Differentiable simulators represent an environment's dynamics as a differentiable function. Within robotics and autonomous driving, this property is used in Analytic Policy Gradients (APG), which relies on backpropagating through the dynamics to train accurate policies for diverse tasks. Here we show that differentiable simulation also has an important role in world modeling, where it can impart predictive, prescriptive, and counterfactual capabilities to an agent. Specifically, we design three novel task setups in which the differentiable dynamics are combined within an end-to-end computation graph not with a policy, but a state predictor. This allows us to learn relative odometry, optimal planners, and optimal inverse states. We collectively call these predictors Analytic World Models (AWMs) and demonstrate how differentiable simulation enables their efficient, end-to-end learning. In autonomous driving scenarios, they have broad applicability and can augment an agent's decision-making beyond reactive control.

Paper Structure

This paper contains 11 sections, 5 equations, 5 figures, 8 tables.

Figures (5)

  • Figure 1: Differentiable simulation for world modeling. Previously, differentiable simulation has been used to train controllers using analytic policy gradients (bottom). Our contribution is in applying it for learning relative odometry, state planning, and inverse state estimation (top).
  • Figure 2: The benefits of differentiable simulation. Methods that do not use DiffSim, e.g. behavior cloning, shown in red, are trained to minimize a loss in the action space. If the dynamics are nonlinear (here with a jump at the action $\bar{a}$), the distribution of the outcome could be bad.
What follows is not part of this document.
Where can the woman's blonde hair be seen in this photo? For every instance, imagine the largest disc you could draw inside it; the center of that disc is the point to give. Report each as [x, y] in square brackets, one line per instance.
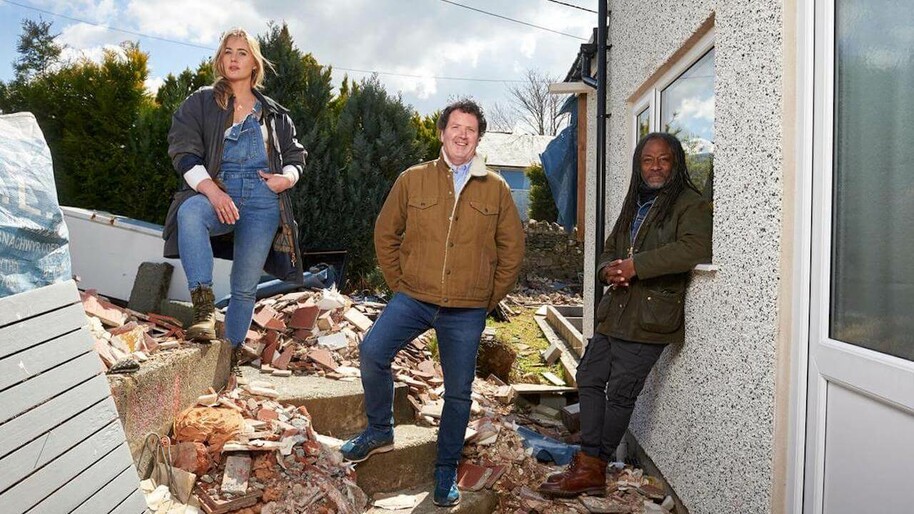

DiffSim-based methods (blue) minimize a loss directly in the outcome space and the learned action distributions are tighter.
  • Figure 3: Predictions from the relative odometry. We condition the ego-agent (blue) to go offroad, turn, or accelerate. The imagined trajectories, shown as scattered colored circles, represent the imagined future locations of the ego-vehicle in the next 1 second, plotted in different colors at the times 1s, 2s, ..., 7s throughout the episode. They align with the actual realized trajectory, which implies that the agent can imagine its future motion accurately. The ground truth historic trajectory is added for reference.
  • Figure 4: Trajectories obtained by using the optimal planner. They are realistic and resemble those from the policy. Training such planners is possible due to the analytically available dynamics and inverse kinematics, to drive the action selection.
  • Figure 5: Realized trajectory colored according to the log-norm of the predicted inverse state displacements. Since the ego-vehicle drives faster than the expert, the norm of the optimal inverse state predictions gradually increases.